CTV, April 9, 2008

Vancity credit union is the first North American financial institution to become carbon neutral, it announced on Wednesday, after it voluntarily set its own goals in 2006 to reduce its carbon emissions before 2010.

The term carbon neutral means the amount of CO2 emissions Vancity has created are equal to the emissions it has reduced or offset elsewhere.

The credit union says it reached its goal by:

  • reducing energy use by 50 per cent
  • reducing staff car commuting by 13 per cent
  • reducing paper consumption by 30 per cent

The credit union saved $2 million in energy costs alone, and what it couldn’t reduce, it offset by investing in emission reduction projects in B.C. and other areas.

Vancity CEO Tamara Vrooman said this is only the beginning.
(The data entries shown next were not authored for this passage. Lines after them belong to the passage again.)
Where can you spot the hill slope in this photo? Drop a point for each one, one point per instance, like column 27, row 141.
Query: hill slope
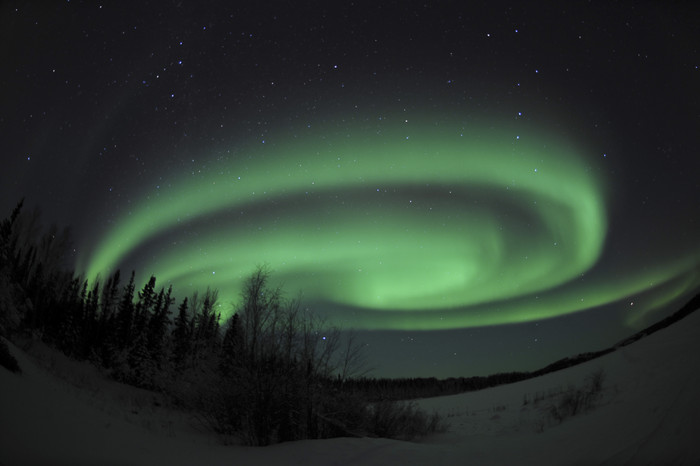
column 648, row 412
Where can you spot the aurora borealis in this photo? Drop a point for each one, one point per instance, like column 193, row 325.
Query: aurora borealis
column 456, row 196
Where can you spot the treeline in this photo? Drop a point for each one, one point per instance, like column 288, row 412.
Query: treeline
column 426, row 387
column 271, row 373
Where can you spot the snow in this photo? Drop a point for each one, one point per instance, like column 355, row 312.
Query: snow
column 648, row 413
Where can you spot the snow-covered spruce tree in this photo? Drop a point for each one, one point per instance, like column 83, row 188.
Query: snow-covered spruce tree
column 275, row 365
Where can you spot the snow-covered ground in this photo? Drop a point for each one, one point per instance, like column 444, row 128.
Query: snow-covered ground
column 648, row 413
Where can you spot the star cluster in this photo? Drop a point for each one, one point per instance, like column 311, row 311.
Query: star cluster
column 425, row 173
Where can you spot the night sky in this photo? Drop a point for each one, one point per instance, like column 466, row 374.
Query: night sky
column 475, row 188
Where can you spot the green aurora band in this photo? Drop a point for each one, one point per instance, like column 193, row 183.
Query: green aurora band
column 390, row 226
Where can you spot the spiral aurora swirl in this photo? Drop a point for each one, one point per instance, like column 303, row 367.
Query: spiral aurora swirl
column 387, row 226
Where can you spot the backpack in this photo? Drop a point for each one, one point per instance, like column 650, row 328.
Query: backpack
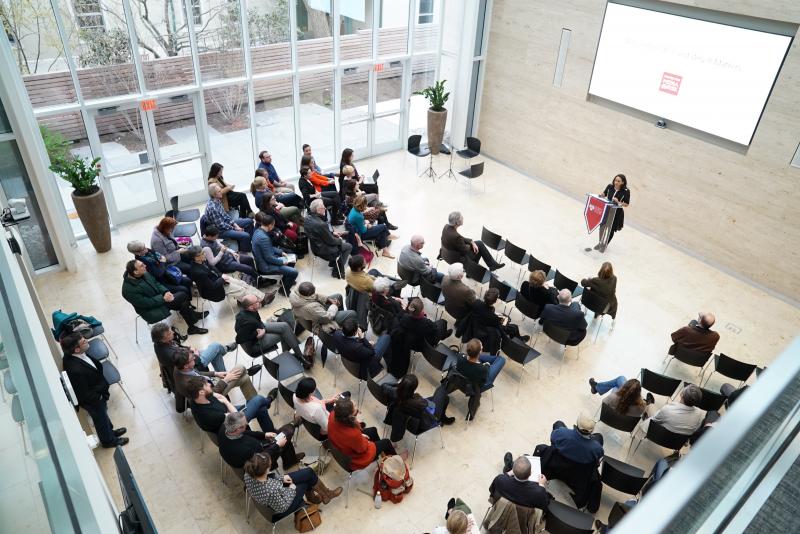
column 392, row 478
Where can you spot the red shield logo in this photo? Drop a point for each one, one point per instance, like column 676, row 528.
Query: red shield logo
column 594, row 213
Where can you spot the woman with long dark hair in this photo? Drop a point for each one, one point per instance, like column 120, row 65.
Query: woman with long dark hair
column 618, row 193
column 230, row 199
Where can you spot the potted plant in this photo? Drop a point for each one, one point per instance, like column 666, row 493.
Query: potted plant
column 437, row 114
column 90, row 203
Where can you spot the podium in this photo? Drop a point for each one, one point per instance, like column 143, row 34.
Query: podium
column 599, row 213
"We actually not only saved carbon we saved money and had a far more engaged and productive workforce," she said.

"We changed our hiring processes," she said. "First of all we tried to hire around where our branches are located."

With all of its reductions, Vrooman says, the credit union reduced its carbon emissions by 6,000 tonnes in total.

"Which is the equivalent of twelve hundred cars on the road," she said.

It will help other organizations to shrink their own carbon footprints, Vancity says, by paying for 25 small-and-medium-sized companies to launch their own carbon reduction programs with Ecotrust Canada workshops.

World-renowned activist and environmentalist Dr. David Suzuki endorsed Vancity’s efforts.

"This is no greenwash, this is the real thing," he said. "What I love about this is I can now say don’t give me that argument it can’t be done. Vancity’s done it. So it’s great having an organization setting a standard."

Suzuki says climate change is a global problem, and an emission reduction made elsewhere has the same positive effect as one made locally, and has suggestions for what you can do to fight climate change.

As Canada’s largest credit union, Vancity has been recognized for its commitment to corporate social responsibility as an environmental leader by various groups, including BC Hydro and business magazine Corporate Knights, and was chosen as the best place to work in 2005 by Maclean’s magazine.